# Another Welcome tile Auction on Ebay ... great gift for everybody



## DanYo (Jun 30, 2007)

Another Grueby Green Welcome tile on eBay … the last one did well and I'm thinking this one will too

Still not not sure if it is the green tile, frame design or both. This one has a little different frame and the tile has more yellow … tried for a weathered sky look.

Today there are 25 watchers with 56 page views … no bids yet.

My bet it will get real exciting in the last minutes. My previous eBay blog auction announcement ended nicely and I found a new buyer and gave a deal to the 3rd bidder … a repeat buyer/collector. That one went to home with 13 of my earlier pieces.

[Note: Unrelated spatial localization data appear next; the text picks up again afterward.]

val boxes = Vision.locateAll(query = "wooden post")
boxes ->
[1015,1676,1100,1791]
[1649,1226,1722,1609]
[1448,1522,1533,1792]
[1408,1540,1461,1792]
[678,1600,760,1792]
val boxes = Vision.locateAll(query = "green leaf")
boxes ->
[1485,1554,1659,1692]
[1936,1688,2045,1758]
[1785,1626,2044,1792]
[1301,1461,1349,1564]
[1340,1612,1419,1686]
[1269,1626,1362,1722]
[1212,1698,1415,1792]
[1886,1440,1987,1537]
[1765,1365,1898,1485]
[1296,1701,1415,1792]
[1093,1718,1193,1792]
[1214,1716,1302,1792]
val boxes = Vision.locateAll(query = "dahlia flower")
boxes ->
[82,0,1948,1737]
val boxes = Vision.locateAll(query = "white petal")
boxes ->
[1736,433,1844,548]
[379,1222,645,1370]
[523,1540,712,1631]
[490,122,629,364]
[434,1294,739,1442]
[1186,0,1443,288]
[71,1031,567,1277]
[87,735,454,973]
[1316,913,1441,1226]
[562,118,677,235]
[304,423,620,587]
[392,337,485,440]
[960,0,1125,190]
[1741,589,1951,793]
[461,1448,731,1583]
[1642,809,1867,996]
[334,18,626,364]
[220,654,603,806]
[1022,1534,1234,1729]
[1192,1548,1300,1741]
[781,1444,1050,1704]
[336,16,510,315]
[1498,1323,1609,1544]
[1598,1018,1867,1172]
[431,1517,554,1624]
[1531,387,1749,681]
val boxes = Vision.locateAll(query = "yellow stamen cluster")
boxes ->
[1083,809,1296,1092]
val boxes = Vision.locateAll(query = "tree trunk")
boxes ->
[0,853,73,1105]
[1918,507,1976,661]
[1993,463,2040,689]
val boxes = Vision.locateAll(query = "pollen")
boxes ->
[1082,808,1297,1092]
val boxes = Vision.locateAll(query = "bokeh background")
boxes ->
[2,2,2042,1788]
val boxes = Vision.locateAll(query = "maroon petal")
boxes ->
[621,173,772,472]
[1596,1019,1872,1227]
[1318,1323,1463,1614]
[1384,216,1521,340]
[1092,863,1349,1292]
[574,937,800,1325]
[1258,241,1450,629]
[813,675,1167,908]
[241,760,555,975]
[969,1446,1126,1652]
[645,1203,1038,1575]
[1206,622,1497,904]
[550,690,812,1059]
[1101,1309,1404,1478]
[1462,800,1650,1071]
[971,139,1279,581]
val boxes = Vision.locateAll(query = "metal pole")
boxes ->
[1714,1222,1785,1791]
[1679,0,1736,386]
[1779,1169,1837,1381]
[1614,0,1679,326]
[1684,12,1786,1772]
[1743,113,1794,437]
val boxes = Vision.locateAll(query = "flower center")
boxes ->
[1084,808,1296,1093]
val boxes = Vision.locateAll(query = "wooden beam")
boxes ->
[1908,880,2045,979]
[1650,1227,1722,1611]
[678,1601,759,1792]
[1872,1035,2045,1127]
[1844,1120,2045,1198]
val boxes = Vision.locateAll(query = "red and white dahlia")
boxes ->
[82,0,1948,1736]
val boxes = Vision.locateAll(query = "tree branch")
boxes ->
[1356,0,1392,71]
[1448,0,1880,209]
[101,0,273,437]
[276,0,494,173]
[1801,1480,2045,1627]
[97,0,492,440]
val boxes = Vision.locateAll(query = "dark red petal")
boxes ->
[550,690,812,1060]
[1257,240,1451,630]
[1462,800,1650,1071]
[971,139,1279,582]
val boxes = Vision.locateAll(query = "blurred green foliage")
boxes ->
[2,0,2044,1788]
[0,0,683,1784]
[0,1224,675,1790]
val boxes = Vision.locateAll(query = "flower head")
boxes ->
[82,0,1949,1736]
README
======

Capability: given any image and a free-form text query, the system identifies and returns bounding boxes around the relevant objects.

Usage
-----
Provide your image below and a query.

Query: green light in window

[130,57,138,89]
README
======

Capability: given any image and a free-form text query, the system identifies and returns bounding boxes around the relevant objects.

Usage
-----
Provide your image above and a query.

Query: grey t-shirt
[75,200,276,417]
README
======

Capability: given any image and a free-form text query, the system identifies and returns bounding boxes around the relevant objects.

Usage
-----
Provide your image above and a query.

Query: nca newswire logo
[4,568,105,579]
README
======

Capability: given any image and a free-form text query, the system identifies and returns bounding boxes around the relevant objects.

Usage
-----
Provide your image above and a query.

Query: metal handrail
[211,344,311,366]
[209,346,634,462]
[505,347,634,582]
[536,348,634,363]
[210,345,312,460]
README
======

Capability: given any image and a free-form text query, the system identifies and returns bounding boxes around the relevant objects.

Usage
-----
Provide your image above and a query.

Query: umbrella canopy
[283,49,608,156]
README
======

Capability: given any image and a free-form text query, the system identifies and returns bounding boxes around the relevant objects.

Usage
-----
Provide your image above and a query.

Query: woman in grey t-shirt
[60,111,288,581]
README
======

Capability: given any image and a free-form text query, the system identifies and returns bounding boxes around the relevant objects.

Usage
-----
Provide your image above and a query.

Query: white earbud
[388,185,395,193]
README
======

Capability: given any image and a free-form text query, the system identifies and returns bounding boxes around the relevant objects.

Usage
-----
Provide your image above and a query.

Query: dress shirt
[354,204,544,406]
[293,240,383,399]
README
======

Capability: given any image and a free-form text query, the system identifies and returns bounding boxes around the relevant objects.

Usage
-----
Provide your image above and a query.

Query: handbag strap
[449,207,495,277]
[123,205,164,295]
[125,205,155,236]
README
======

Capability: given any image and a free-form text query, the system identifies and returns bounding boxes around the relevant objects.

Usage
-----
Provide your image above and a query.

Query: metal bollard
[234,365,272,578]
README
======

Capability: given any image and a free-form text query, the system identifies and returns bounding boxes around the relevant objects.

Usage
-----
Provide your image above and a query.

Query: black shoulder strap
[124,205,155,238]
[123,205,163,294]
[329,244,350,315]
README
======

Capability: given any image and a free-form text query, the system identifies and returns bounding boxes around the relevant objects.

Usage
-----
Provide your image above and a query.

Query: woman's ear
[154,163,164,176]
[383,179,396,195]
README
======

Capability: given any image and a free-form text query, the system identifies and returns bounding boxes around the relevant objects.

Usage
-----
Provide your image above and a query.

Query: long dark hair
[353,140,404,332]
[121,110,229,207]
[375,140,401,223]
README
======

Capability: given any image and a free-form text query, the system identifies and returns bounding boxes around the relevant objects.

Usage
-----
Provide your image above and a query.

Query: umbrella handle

Check it out. EIGHT days to go.

Any comments are appreciated.

Regards
DAN

















http://cgi.ebay.com/ws/eBayISAPI.dll?ViewItem&item=200541706812&ssPageName=STRK:MESELX:IT


----------



## lew (Feb 13, 2008)

Beautiful, Dan!

Love the details on the frame.

Lew


----------



## rdlaurance (Mar 28, 2009)

Though I normally prefer those tiles with a more dramatic contrast, I do like the brighter flavor of this one. More of the sense of a cheery Spring afternoon, an open and inviting feeling paralleling the 'Welcome.'

The dramatic contrast remains with the darker stained oak frame working with the tile. And of course, your design and execution of it is fabulous. The eBay's following a testament to the beauty of the piece itself and the aesthetics of the Arts & Crafts Style in general.

Where do you get all your Grueby tiles?


----------



## LeeJ (Jul 4, 2007)

Very nice, Dan!

Lee


----------



## DanYo (Jun 30, 2007)

Grueby is a brand name and this case the description of the color and tile style. I make the tiles myself… my own designs, molds and labor. keeps me entertained.

auction is bid up to 56 bucks … 90 views and 32 watchers …7 days to go


----------



## DanYo (Jun 30, 2007)




----------



## Grumpy (Nov 9, 2007)

Great colour.


----------



## DanYo (Jun 30, 2007)




----------



## DanYo (Jun 30, 2007)

260 page views

43 watchers

86 bucks

3 hrs as 26 minutes to go


----------